Norway

Onboard the M/S Vesteråle: Delivering the Mail on Norway’s Coast


Hurtigruten is the coastal ferry steamer that plies the small ports up and down Norway’s Atlantic coast.

Running for over 100 years, the ferries are now a big tourist business – in addition to freight and mail, they carry passengers and cars. The return trip from Bergen to the Russian border on the Barents Sea takes 12 days. There are now 11 ships making the journey so that all summer long there is a departure at the same time every day. We are aboard the M/S Vesteråle, joining on day 11, and will go south to Bergen, a journey of 29 hours.

The weather is less than we would have wished – cold, with intermittent showers. Not a day for sitting on the deck of the M/S Vesteråle, but some of the hardier voyagers do, until driven inside by a massive rainstorm.

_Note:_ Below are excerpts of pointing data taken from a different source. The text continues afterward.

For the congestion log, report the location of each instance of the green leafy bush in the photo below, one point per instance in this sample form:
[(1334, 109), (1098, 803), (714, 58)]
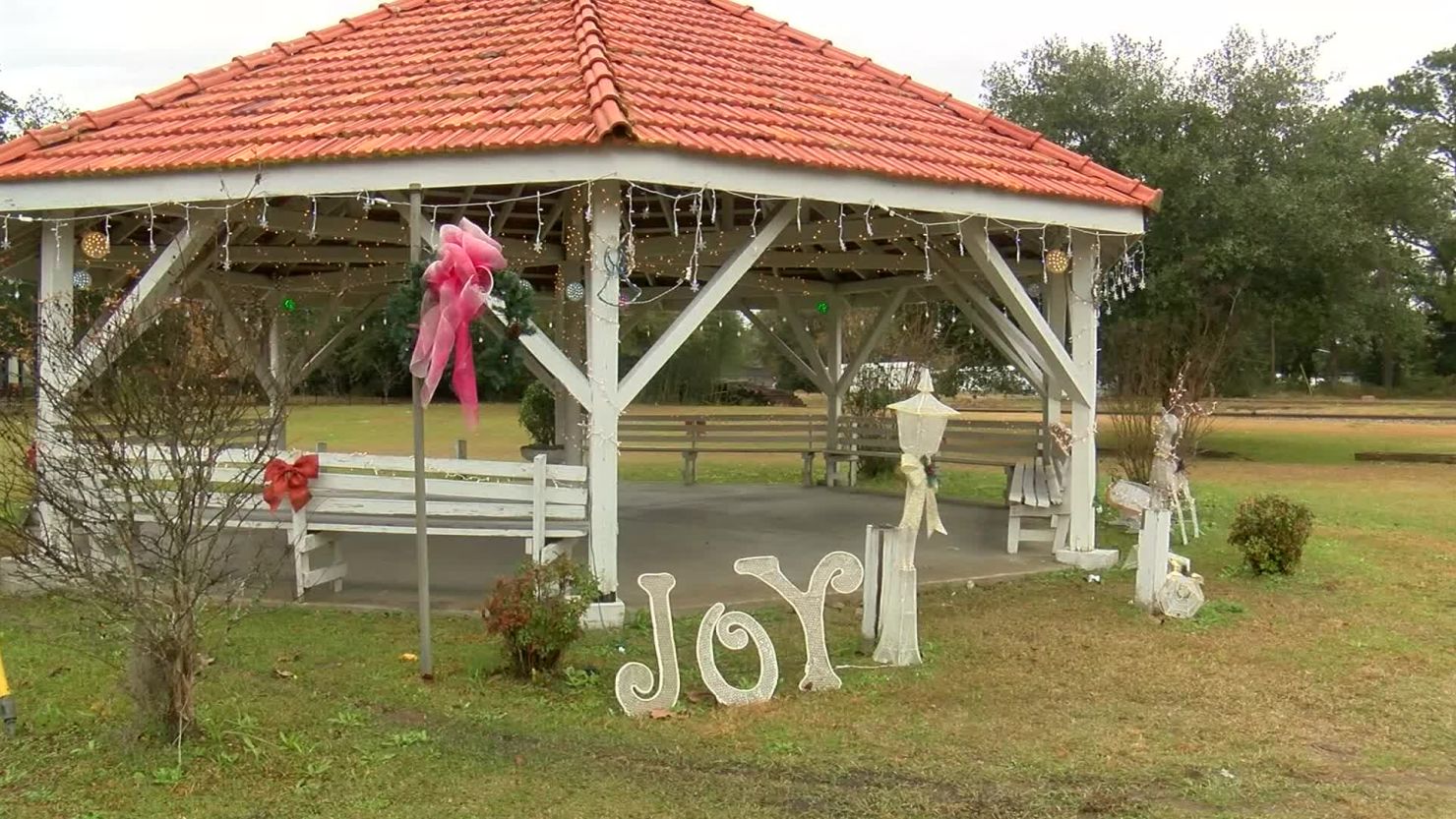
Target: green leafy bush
[(1270, 531), (537, 613), (539, 415)]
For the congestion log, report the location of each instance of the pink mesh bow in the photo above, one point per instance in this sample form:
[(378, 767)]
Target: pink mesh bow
[(455, 288)]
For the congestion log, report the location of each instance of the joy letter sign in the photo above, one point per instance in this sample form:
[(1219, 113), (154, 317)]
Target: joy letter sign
[(736, 630)]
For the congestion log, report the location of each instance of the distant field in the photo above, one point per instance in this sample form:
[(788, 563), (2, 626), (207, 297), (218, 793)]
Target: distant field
[(386, 428), (1325, 694)]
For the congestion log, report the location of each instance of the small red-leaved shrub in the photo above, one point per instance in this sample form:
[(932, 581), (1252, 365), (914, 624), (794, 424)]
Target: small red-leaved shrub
[(537, 613)]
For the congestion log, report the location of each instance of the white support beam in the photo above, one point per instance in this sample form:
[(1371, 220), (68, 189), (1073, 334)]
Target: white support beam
[(57, 321), (539, 345), (603, 343), (308, 361), (278, 369), (1082, 327), (885, 284), (536, 369), (834, 400), (976, 302), (243, 342), (143, 300), (706, 300), (1021, 309), (516, 251), (871, 340), (815, 376), (567, 164), (57, 324), (1055, 306), (801, 333), (322, 226)]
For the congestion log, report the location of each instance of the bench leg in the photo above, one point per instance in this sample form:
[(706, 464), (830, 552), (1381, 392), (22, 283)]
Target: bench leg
[(1012, 533), (338, 560), (1061, 525), (300, 569)]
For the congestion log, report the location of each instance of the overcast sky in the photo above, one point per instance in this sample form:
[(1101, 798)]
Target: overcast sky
[(91, 55)]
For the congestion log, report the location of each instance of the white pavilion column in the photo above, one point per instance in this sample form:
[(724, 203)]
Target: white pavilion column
[(278, 369), (1055, 306), (834, 397), (571, 323), (55, 343), (603, 315), (1082, 326)]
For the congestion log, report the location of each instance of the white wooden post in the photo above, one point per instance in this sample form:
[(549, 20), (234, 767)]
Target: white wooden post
[(1055, 306), (427, 664), (718, 287), (834, 399), (539, 508), (1152, 555), (876, 540), (55, 346), (1055, 360), (1082, 319), (898, 601), (571, 323), (278, 370), (603, 313)]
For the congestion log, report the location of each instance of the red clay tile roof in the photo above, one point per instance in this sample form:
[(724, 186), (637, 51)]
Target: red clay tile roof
[(434, 76)]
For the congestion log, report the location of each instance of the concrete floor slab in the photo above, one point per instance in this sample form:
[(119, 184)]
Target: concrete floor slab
[(695, 533)]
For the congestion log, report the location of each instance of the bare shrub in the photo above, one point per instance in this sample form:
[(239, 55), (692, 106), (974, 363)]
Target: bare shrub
[(112, 497)]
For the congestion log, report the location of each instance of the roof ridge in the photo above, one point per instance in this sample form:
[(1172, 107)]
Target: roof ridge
[(190, 85), (607, 112), (1031, 140)]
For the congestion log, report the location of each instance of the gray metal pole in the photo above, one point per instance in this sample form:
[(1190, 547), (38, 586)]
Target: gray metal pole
[(427, 664)]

Onboard the M/S Vesteråle: Heading Out

The fjords, as we head out of Trøndheim, are lined with gently rising slopes – the friendly voice over the intercom system tells us that we will pass some of the best agricultural lands in Norway on our journey south. We remark that it cannot be easy being a farmer on this barren outcropped land. We pass numerous small islands with one house and some outbuildings on them – we assume the people who live in these homes must be fishermen although we see neither boats nor evidence of boat mooring facilities, they cannot be farmers because these islands are mere rocky outcroppings. Our fellow passengers seem to be mostly Scandinavian with a smattering of Germans and French to keep things interesting. It is a laid-back crowd on board the M/S Vesteråle: lots of retirees with many books to keep them occupied on the 12-day journey up and back. We seem to be in the minority as far as age group, but we share this with a couple of families with small children. People seem to spend their days either reading and watching the scenery go by from the panorama room on top of the ship or wrapped in blankets on the occasional sunny side of the ship.

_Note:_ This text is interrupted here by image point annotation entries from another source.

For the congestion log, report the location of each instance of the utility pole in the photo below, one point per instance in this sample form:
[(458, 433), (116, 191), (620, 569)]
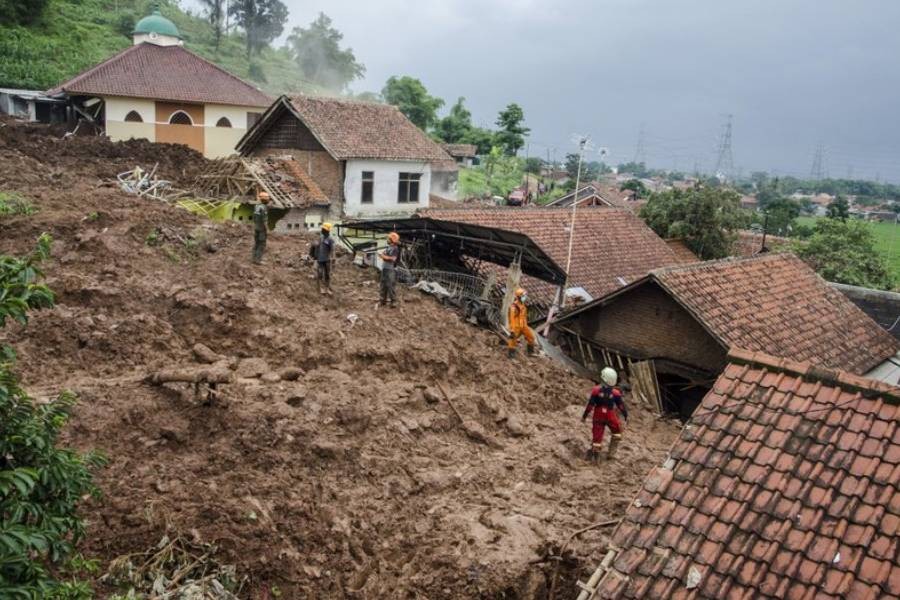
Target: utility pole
[(817, 172), (640, 151), (725, 160)]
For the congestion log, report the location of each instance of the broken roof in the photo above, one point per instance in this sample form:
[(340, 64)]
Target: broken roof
[(612, 247), (163, 73), (782, 485), (475, 240), (774, 303), (352, 129)]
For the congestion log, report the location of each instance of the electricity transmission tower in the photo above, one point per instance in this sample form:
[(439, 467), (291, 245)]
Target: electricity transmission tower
[(817, 172), (640, 151), (725, 159)]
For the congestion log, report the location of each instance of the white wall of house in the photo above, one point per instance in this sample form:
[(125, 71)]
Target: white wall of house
[(120, 130), (387, 183), (220, 141)]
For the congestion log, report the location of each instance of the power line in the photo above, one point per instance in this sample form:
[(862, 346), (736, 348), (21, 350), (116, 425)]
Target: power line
[(725, 160)]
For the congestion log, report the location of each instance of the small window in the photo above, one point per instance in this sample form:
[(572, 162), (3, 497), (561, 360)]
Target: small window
[(368, 190), (408, 190), (180, 117)]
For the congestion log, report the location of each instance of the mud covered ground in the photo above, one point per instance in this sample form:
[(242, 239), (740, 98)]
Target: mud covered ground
[(354, 480)]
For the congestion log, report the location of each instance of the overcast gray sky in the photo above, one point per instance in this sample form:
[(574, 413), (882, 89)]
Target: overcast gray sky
[(794, 73)]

The optimal word here is relaxed.

A Universally Adopted Mindset

We settle quickly into this universally adopted mindset and wander the ship, snapping photos of the grey-blue fjords with great billowing clouds caught on their high, rocky points. The M/S Vesteråle is quite comfortable, and we quickly find our way around. The vistas remain the same, rolling monochromatic fjords on a cold, black sea. I am a bit disappointed with the scope and size of the fjords – they do not compare with those we have seen in New Zealand but being here is what this experience is about.

We stop in the occasional town, multicolored houses set on high, steep, wind-exposed cliffs. What Norwegians do in February is beyond us. All the while we have a strange feeling of familiarity about these vistas. We could be visiting the outposts of Newfoundland with their rocky shores and bright fishing shacks.